|Budget Amount *help
¥7,400,000 (Direct Cost : ¥7,400,000)
Fiscal Year 2006 : ¥900,000 (Direct Cost : ¥900,000)
Fiscal Year 2005 : ¥800,000 (Direct Cost : ¥800,000)
Fiscal Year 2004 : ¥1,200,000 (Direct Cost : ¥1,200,000)
Fiscal Year 2003 : ¥4,500,000 (Direct Cost : ¥4,500,000)
We assessed the relationships between lifestyle factors and risks of cardiovascular disease and diabetes through a population-based cohort study. Lifestyle factors included tea and coffee consumptions, dietary habits, and physical activity.

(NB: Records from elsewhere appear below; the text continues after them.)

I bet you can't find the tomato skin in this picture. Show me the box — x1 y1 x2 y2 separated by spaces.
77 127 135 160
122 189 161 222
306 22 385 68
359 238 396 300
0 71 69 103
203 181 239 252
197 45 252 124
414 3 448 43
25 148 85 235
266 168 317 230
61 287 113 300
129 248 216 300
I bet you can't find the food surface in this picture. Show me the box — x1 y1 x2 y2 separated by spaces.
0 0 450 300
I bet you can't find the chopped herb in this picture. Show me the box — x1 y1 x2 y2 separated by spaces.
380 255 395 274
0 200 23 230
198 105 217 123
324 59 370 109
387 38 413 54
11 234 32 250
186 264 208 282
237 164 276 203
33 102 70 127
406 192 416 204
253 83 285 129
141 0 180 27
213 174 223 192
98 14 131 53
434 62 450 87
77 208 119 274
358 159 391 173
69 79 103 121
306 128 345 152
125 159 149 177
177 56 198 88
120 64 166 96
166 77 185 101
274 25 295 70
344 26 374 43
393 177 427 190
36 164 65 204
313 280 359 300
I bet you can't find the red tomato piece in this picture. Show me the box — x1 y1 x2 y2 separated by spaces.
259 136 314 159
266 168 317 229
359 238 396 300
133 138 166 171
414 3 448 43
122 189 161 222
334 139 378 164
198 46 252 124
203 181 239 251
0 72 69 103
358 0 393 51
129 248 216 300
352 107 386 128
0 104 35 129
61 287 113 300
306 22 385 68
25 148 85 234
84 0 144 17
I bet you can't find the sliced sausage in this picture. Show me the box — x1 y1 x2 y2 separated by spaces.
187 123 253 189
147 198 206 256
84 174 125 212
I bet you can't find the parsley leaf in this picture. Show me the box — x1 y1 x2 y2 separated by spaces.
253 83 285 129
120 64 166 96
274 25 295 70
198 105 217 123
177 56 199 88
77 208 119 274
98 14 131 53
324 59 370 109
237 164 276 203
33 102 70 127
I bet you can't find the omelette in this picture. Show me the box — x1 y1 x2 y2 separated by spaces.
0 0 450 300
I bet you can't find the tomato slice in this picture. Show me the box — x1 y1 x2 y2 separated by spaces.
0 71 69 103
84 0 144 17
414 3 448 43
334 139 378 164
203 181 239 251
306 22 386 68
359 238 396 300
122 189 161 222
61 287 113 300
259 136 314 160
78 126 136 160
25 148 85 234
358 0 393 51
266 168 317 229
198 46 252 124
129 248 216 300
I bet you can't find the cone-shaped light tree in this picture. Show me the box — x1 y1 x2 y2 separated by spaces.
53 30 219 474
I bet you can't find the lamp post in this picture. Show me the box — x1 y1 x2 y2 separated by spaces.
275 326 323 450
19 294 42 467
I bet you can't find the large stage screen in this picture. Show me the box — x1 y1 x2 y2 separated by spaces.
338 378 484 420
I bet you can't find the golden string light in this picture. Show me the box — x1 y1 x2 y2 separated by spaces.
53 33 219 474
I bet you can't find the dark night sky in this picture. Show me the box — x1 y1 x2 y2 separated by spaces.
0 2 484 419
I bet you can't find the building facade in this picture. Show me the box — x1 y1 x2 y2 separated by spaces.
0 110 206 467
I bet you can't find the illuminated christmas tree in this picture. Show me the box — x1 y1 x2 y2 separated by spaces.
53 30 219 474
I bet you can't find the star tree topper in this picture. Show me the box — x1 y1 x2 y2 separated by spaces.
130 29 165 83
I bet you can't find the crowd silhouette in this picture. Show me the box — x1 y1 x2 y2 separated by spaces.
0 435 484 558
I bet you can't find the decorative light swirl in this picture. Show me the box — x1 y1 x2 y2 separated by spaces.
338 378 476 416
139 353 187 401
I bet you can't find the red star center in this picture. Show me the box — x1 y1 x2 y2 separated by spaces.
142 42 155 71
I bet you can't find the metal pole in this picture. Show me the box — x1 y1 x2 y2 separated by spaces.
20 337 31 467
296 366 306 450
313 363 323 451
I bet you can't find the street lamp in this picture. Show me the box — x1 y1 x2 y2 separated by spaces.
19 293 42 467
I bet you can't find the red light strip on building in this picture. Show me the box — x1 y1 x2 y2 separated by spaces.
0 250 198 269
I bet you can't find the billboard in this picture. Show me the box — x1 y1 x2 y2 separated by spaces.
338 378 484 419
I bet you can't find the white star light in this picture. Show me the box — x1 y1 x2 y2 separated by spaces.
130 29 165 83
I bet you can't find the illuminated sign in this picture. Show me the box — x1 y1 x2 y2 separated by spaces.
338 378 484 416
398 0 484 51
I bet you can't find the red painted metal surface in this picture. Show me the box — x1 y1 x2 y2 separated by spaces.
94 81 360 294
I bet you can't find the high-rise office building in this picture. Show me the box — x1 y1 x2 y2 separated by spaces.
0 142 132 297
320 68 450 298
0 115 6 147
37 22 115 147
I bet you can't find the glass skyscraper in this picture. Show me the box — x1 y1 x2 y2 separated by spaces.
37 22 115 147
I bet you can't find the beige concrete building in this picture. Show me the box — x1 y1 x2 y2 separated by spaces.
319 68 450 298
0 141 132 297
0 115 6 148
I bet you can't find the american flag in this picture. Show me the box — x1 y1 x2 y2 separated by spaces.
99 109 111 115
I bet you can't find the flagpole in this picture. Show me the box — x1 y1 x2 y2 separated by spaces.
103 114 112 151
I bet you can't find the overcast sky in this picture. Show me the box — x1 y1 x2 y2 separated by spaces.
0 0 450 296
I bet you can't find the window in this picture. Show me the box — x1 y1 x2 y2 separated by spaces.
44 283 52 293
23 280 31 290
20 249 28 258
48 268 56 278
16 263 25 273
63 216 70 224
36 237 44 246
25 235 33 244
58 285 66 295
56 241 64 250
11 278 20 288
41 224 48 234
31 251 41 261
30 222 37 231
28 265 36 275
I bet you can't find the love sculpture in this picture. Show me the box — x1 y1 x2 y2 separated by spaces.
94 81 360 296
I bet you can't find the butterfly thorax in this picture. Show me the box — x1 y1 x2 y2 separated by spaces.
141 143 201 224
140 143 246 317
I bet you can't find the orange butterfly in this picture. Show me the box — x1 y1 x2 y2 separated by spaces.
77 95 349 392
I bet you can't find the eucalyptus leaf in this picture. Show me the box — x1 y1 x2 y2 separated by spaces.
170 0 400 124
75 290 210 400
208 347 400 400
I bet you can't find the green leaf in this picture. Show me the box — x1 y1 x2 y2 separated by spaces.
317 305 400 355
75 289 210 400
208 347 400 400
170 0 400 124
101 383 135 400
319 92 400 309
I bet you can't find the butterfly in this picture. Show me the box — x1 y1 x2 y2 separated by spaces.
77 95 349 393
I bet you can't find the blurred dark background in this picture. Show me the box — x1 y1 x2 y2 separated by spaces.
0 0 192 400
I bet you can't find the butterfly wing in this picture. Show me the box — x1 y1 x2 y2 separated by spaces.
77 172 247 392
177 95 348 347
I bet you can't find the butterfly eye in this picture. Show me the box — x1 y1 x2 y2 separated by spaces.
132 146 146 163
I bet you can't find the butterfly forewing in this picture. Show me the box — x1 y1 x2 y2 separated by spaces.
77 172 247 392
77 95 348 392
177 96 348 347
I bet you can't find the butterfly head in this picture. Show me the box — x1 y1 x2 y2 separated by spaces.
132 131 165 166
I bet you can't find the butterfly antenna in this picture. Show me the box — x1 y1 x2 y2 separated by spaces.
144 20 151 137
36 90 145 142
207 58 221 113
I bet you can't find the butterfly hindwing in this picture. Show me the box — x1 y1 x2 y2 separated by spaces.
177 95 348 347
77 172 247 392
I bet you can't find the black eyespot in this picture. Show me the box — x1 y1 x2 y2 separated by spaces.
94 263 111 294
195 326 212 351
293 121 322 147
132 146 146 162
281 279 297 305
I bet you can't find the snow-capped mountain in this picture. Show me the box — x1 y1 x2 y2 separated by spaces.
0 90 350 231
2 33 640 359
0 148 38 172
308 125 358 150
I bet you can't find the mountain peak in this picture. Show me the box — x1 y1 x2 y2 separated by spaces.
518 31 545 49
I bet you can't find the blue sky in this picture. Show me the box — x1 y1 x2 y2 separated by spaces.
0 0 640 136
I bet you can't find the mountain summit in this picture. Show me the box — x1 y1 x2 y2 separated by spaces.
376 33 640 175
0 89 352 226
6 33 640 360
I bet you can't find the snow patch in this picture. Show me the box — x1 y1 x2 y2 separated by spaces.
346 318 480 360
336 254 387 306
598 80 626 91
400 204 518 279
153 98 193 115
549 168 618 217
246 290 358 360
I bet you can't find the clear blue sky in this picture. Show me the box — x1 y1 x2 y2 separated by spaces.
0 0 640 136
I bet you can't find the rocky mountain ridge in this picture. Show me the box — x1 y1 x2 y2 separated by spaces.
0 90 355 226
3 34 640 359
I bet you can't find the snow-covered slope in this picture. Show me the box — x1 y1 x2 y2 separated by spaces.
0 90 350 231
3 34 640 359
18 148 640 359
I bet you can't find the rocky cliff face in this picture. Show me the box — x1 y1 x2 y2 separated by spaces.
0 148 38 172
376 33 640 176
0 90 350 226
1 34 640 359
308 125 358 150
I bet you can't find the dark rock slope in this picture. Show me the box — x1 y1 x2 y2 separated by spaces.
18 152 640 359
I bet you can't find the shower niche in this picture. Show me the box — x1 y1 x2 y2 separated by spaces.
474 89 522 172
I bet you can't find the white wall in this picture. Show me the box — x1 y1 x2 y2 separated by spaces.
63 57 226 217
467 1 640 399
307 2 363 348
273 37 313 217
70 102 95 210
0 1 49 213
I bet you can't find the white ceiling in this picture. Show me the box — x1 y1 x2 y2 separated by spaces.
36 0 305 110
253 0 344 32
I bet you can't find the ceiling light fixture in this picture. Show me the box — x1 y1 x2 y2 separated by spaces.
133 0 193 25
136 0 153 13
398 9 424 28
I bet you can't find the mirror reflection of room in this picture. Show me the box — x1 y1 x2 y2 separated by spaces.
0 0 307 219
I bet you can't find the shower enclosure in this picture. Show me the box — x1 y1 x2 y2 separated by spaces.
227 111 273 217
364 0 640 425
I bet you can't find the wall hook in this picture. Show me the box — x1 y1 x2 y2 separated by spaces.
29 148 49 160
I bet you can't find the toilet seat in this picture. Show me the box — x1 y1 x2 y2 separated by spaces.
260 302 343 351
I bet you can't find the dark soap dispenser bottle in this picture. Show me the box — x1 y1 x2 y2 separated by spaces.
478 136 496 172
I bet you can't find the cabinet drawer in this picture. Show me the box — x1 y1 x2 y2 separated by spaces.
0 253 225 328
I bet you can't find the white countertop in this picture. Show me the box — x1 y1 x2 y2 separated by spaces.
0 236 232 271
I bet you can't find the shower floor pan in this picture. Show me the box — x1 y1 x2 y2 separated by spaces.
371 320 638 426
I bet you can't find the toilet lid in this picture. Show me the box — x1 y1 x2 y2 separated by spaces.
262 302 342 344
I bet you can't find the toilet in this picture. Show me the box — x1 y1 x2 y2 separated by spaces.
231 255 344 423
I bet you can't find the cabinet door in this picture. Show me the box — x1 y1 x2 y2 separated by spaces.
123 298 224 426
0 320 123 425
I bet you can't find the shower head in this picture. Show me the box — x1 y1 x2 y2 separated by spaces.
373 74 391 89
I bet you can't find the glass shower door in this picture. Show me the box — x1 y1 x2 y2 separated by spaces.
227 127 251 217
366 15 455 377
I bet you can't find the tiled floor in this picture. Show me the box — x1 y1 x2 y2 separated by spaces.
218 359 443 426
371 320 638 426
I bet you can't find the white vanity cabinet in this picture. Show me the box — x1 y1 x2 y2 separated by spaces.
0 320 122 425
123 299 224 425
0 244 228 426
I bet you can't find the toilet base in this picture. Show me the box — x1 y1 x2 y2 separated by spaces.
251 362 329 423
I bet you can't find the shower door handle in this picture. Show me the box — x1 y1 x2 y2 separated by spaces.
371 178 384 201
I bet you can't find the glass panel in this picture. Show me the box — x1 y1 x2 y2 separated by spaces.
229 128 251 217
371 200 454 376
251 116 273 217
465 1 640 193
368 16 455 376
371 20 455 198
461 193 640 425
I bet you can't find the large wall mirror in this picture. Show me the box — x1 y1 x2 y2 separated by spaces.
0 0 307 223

We observed 74 cerebral infarction, 39 cerebral hemorrhage, 16 subarachnoidal hemorrhage and 26 acute coronary syndrome events from 8,648 subjects during a 5-year follow up from 1998. During the same follow-up period, 101 subjects had also been diagnosed to have diabetes.
From the entire cohort, 7752 subjects aged 40-89 were assigned to the statistical analyses, and subjects with a history of the target disease were also excluded from the analysis. Relative risks for total cardiovascular events, cerebral infarction, cerebral hemorrhage, acute coronary syndrome, and diabetes by life style factors were estimated as hazard ratios from Cox proportional hazards models adjusting for sex, age, personal histories of stroke, ischemic heart disease, other heart disease, diabetes, hypertension, hyperlipidemia, and a parental history of the target disease.
As the results, green tea consumption was negatively associated with the risks of both types of stroke ; very frequent roasted tea consumption, with the elevated risk of acute coronary syndrome ; consumption of non-green-and-yellow vegetables, negatively with risks of total cardiovascular events and cerebral infarction; fruits consumption, negatively with risks of both types of stroke and diabetes ; imbalanced intake of fish and meet, with elevated risks of cerebral infarction and diabetes ; infrequent intake of fat and oil, with elevated risks of cerebral hemorrhage and acute coronary syndrome. No significant association was found between physical activity levels and risks of concerned diseases.